Figure 2. — Odds ratios in prespecified subgroups for reaching an acceptable modified Rankin Scale score of 0 to 4 at 6 months in the early vs standard tracheostomy groups (see Table 1 footnotes for score definitions). The dashed vertical line indicates the point of no difference between the groups. The overall P value is the result of testing the treatment group effect in the primary analysis model. Other P values were obtained by testing an interaction between treatment group and the respective variables of interest in slightly modified versions of the primary analysis model.

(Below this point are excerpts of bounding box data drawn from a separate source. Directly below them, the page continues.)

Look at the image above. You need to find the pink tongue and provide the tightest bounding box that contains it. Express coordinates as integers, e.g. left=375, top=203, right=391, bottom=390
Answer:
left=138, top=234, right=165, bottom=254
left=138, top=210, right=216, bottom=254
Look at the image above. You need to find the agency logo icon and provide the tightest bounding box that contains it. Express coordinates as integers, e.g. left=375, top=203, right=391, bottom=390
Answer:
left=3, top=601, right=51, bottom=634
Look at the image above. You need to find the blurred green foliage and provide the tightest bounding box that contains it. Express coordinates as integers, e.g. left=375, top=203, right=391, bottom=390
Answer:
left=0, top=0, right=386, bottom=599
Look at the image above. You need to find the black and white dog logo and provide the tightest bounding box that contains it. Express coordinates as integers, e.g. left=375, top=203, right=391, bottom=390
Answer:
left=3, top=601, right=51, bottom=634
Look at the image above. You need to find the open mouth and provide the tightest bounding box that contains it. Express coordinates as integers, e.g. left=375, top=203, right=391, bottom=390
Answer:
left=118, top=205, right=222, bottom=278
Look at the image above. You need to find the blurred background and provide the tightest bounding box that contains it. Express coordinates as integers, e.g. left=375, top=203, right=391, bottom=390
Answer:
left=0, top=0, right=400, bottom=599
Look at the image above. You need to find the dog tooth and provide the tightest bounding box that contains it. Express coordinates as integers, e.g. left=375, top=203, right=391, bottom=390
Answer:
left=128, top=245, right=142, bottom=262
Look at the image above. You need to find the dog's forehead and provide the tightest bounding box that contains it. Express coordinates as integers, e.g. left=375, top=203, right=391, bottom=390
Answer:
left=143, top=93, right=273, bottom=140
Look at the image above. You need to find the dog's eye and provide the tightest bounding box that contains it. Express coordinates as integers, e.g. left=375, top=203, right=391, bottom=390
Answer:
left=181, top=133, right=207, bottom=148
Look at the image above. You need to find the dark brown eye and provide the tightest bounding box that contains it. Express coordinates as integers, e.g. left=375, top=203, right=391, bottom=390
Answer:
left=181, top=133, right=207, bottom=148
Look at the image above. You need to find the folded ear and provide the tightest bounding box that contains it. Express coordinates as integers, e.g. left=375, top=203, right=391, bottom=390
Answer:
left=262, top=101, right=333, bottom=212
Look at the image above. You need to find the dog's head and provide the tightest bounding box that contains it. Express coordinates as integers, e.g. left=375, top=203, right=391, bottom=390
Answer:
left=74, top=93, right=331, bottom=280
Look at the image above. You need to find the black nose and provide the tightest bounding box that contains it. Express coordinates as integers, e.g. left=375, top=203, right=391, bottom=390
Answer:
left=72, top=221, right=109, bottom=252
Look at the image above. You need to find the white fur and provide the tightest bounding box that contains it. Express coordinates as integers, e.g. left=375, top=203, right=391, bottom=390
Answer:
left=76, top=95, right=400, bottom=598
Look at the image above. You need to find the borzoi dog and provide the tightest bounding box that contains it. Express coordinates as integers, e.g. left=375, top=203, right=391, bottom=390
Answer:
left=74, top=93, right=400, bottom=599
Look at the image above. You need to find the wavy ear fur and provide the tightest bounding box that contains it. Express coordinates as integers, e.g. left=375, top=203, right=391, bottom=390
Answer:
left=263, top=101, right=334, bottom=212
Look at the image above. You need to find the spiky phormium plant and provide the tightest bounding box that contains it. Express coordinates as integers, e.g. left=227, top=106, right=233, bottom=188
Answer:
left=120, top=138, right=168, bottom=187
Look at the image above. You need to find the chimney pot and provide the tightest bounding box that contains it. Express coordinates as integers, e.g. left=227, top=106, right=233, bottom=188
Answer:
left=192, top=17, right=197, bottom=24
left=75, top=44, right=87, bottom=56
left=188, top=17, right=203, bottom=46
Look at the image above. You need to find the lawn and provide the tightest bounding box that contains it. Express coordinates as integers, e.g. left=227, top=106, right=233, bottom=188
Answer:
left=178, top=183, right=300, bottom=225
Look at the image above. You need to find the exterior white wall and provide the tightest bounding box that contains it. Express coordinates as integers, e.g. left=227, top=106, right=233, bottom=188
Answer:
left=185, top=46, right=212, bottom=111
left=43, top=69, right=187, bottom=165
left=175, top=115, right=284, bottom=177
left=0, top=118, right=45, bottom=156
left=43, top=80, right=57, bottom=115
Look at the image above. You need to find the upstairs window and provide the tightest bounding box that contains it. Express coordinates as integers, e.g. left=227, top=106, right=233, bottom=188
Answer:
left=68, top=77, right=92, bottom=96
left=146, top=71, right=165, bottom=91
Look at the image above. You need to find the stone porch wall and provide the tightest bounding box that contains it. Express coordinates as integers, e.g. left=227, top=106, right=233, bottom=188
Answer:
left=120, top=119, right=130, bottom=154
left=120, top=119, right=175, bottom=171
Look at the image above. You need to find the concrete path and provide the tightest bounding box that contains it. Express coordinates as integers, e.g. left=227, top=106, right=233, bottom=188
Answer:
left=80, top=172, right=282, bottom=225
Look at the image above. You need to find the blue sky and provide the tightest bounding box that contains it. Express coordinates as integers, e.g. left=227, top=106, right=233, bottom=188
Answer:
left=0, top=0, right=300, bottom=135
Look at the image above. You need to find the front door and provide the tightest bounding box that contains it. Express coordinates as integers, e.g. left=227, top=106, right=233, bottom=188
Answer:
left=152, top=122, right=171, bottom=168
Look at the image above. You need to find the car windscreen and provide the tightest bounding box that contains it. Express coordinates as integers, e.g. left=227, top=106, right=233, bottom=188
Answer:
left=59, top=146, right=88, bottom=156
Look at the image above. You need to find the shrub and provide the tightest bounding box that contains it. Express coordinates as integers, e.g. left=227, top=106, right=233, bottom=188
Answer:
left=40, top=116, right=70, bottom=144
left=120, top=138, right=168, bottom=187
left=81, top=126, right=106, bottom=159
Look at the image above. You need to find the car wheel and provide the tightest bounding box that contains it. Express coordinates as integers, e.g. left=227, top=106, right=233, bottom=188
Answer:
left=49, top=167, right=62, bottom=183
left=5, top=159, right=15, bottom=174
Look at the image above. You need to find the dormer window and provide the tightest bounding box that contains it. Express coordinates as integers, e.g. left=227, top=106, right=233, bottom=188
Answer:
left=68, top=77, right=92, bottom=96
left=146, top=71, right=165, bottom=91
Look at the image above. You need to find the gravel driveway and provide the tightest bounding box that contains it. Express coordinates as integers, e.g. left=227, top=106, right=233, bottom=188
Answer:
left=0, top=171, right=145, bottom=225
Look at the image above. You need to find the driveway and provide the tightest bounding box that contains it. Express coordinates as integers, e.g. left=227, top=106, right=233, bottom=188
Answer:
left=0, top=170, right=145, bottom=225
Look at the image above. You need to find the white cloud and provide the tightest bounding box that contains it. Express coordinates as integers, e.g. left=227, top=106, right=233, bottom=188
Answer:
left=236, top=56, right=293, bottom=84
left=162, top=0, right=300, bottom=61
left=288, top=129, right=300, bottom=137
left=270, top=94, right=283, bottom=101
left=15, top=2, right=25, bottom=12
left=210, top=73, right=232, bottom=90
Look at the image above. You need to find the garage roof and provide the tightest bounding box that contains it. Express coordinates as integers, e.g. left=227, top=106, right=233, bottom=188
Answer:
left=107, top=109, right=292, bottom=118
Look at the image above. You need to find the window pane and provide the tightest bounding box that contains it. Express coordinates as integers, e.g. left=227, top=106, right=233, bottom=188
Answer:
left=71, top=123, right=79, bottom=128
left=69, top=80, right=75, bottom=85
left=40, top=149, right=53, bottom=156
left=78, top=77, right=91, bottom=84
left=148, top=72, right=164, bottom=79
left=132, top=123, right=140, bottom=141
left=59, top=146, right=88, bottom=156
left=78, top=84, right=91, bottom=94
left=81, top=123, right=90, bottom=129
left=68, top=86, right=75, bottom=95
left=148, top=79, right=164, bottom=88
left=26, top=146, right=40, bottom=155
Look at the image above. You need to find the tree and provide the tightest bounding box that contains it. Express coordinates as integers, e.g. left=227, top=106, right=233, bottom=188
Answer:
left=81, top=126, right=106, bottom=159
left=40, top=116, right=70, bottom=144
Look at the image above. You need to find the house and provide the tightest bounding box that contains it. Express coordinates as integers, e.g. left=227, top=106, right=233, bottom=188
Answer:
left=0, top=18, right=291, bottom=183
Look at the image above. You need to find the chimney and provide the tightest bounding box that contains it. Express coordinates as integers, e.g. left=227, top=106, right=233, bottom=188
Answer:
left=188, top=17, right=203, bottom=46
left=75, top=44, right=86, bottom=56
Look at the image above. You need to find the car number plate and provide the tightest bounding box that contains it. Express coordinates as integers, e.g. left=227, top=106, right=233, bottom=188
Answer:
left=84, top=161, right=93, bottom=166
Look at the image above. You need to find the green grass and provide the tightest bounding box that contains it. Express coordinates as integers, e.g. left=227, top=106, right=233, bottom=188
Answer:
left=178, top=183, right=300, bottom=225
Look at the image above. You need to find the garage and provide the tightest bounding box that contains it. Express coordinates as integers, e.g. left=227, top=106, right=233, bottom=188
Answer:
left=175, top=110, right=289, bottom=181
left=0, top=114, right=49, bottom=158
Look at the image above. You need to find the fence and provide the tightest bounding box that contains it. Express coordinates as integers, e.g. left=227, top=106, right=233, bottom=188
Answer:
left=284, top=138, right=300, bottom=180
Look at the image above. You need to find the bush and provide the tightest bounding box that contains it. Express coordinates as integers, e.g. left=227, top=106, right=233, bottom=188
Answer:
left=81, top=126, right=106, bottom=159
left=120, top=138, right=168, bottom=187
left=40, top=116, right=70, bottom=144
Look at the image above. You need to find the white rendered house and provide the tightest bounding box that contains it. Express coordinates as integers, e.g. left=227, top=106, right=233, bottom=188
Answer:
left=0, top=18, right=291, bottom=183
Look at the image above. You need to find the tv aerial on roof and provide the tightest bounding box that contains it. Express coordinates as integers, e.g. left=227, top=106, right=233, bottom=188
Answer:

Scores on the Glasgow Coma Scale range between 3 and 15 points, with lower scores indicating reduced levels of consciousness. It is composed of best eye response, best verbal response, and best motor response.

Secondary Outcomes

Randomization to receive early vs standard tracheostomy also did not influence the modified Rankin Scale score category shift (Figure 3A), or mortality (Figure 3B). The log-rank test for comparison of mortality yielded a P value of .42 and the adjusted hazard ratio was 1.06 (95% CI, 0.74-1.53; Table 2).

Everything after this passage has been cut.